Regeln

Sind in der neuen Saison Eishockey-Spiele mit Zuschauern möglich?

dpa

Von dpa

Do, 16. Juli 2020 um 20:42 Uhr

Eishockey

Der Deutsche Eishockey-Bund (DEB) will mit einem Hygienekonzept in der neuen Saison vor Zuschauern spielen. Ob dies auch in der Deutschen Eishockey-Liga (DEL) gelingt, ist unklar.

"Jetzt sind die Clubs gefordert. Das Entscheidende muss jetzt vor Ort passieren", sagte DEL-Spielbetriebsleiter Jörg von Ameln.
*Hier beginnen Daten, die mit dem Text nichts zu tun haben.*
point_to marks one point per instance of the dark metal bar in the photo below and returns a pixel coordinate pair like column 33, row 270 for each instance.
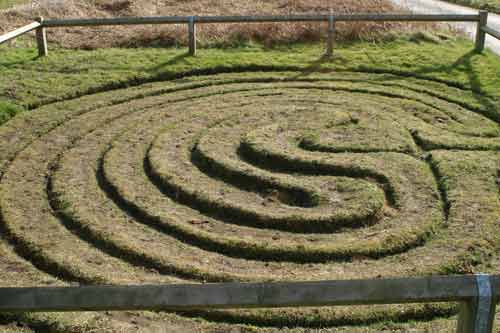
column 240, row 295
column 491, row 32
column 260, row 18
column 18, row 32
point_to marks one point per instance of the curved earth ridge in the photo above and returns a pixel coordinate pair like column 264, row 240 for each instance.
column 227, row 180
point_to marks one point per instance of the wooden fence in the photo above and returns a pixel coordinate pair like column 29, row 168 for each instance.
column 477, row 294
column 481, row 18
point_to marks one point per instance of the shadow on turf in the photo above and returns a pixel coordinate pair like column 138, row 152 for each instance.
column 463, row 64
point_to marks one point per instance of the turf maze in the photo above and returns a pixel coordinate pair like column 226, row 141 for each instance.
column 255, row 176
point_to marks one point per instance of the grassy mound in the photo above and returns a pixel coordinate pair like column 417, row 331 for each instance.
column 240, row 177
column 220, row 34
column 236, row 174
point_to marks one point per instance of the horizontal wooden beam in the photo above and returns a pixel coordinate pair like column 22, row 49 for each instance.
column 242, row 295
column 492, row 32
column 18, row 32
column 259, row 19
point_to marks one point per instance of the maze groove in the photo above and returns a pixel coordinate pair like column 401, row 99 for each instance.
column 257, row 177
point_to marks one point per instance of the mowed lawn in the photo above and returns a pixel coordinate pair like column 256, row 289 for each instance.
column 490, row 5
column 422, row 110
column 29, row 81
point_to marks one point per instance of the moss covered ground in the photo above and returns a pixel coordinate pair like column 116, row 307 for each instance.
column 126, row 166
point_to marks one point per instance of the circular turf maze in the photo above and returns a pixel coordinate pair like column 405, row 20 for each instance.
column 258, row 177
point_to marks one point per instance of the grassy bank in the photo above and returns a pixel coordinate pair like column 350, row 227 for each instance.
column 490, row 5
column 88, row 170
column 29, row 81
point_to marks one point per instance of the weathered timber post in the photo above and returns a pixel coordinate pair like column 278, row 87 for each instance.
column 41, row 39
column 481, row 34
column 331, row 36
column 192, row 36
column 477, row 315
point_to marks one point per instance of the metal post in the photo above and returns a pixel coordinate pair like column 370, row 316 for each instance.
column 331, row 36
column 41, row 39
column 477, row 316
column 192, row 36
column 480, row 34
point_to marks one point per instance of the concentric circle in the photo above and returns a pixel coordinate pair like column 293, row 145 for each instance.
column 256, row 177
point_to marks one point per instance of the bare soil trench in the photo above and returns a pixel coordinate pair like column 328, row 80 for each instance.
column 437, row 7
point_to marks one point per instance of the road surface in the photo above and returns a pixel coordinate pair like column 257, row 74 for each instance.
column 440, row 7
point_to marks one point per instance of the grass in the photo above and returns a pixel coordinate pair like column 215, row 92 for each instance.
column 130, row 179
column 29, row 82
column 4, row 4
column 489, row 5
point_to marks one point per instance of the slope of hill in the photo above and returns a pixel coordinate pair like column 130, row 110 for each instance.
column 219, row 35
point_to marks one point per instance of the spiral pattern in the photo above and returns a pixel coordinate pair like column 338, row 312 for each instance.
column 256, row 177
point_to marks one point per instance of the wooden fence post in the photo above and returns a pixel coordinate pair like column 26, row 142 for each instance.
column 192, row 36
column 331, row 36
column 481, row 34
column 41, row 39
column 477, row 316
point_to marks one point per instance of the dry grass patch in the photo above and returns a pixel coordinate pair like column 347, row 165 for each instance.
column 215, row 34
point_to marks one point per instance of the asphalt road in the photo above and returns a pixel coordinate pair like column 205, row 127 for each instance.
column 440, row 7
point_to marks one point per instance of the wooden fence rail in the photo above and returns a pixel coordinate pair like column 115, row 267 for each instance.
column 191, row 21
column 478, row 295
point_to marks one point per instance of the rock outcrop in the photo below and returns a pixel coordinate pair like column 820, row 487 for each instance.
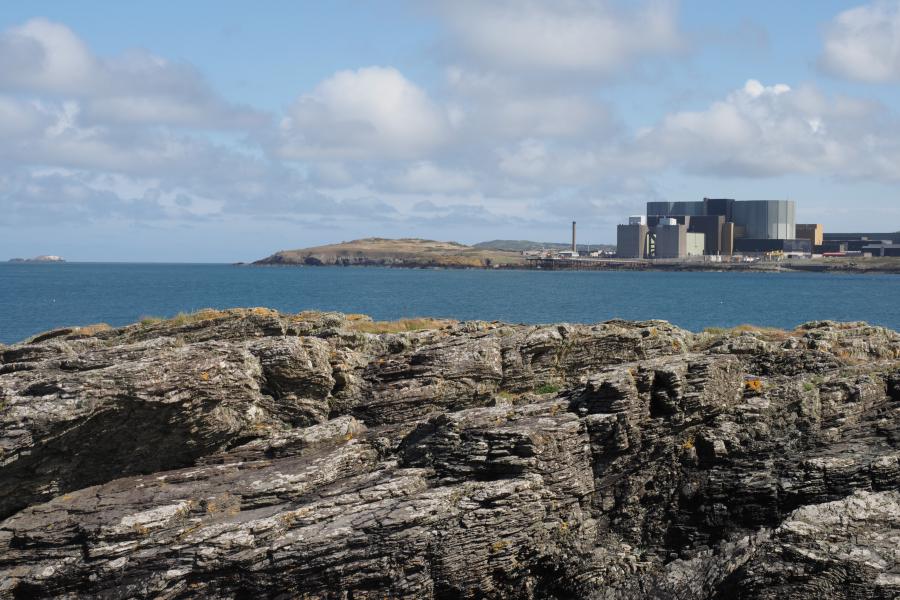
column 250, row 453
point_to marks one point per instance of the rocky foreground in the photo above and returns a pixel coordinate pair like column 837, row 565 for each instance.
column 252, row 454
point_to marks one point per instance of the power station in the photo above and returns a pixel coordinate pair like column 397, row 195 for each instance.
column 714, row 227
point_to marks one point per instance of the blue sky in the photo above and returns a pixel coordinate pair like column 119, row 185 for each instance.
column 214, row 131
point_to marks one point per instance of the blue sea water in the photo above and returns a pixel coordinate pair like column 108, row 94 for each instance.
column 38, row 297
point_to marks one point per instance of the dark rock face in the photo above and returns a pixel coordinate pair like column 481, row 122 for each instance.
column 256, row 454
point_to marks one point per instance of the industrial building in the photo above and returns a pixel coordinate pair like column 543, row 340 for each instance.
column 715, row 227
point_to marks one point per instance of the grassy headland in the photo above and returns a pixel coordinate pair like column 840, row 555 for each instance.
column 405, row 252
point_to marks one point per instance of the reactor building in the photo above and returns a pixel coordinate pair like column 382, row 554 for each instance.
column 713, row 226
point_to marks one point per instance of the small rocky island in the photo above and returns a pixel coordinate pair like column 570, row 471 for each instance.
column 44, row 258
column 255, row 454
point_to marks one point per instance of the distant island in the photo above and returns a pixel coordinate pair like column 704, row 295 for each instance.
column 404, row 252
column 42, row 258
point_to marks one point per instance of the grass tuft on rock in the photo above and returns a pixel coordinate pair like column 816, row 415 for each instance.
column 399, row 326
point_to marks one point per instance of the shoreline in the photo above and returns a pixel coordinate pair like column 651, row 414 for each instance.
column 573, row 265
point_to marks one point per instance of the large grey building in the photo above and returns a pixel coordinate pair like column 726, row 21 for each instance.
column 755, row 219
column 765, row 219
column 759, row 225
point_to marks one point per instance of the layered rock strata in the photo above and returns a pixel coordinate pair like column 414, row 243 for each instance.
column 250, row 453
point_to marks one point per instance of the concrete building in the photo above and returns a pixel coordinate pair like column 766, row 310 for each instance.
column 813, row 232
column 766, row 219
column 631, row 240
column 696, row 244
column 669, row 240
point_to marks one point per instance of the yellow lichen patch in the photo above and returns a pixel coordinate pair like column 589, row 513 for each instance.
column 769, row 334
column 93, row 329
column 307, row 315
column 399, row 326
column 753, row 385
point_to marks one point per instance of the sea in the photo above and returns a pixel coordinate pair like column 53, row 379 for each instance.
column 37, row 297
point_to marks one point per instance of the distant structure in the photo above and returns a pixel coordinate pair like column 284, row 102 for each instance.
column 814, row 232
column 713, row 227
column 573, row 253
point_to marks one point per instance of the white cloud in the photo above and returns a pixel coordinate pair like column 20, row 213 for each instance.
column 426, row 177
column 863, row 43
column 597, row 36
column 491, row 104
column 43, row 57
column 768, row 131
column 370, row 113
Die regionalen Gesundheitsämter müssen die Regeln der Clubs absegnen

Auf Grundlage des Plans sollen die Proficlubs nun jeweils ein eigenes Konzept erstellen, über das letztendlich die regionalen Gesundheitsämter entscheiden. Anders als im Fußball sind die Profiligen im Eishockey, Handball und Basketball zwingend auf Zuschauer angewiesen. Geisterspiele sind wirtschaftlich nicht darstellbar und jeweils nur für eine begrenzte Zeit denkbar. Unabhängig vom vorgestellten Eishockeykonzept, das zunächst vor allem eine Rückkehr zum Trainings- und Spielbetrieb ermöglichen soll, arbeiten Vertreter der Eishockey-, Handball- und Basketball-Profiligen gemeinsam daran, die kommende Spielzeit mit Zuschauern zu ermöglichen.

Um Zeit dafür zu gewinnen, verlegten alle Ligen ihre Saisonstarts. Die Handball-Bundesliga soll am 1. Oktober starten, DEL und Basketball-Bundesliga dagegen erst im November. "Wir begrüßen die Entscheidung ausdrücklich, den Saisonbeginn auf den November zu verschieben", sagte Christoph Sandner, Geschäftsführer der Schwenninger Wild Wings, auf BZ-Nachfrage. Dies gebe allen DEL-Klubs die Möglichkeit, die notwendigen Konzepte für die Wiederzulassung von Zuschauern zu optimieren.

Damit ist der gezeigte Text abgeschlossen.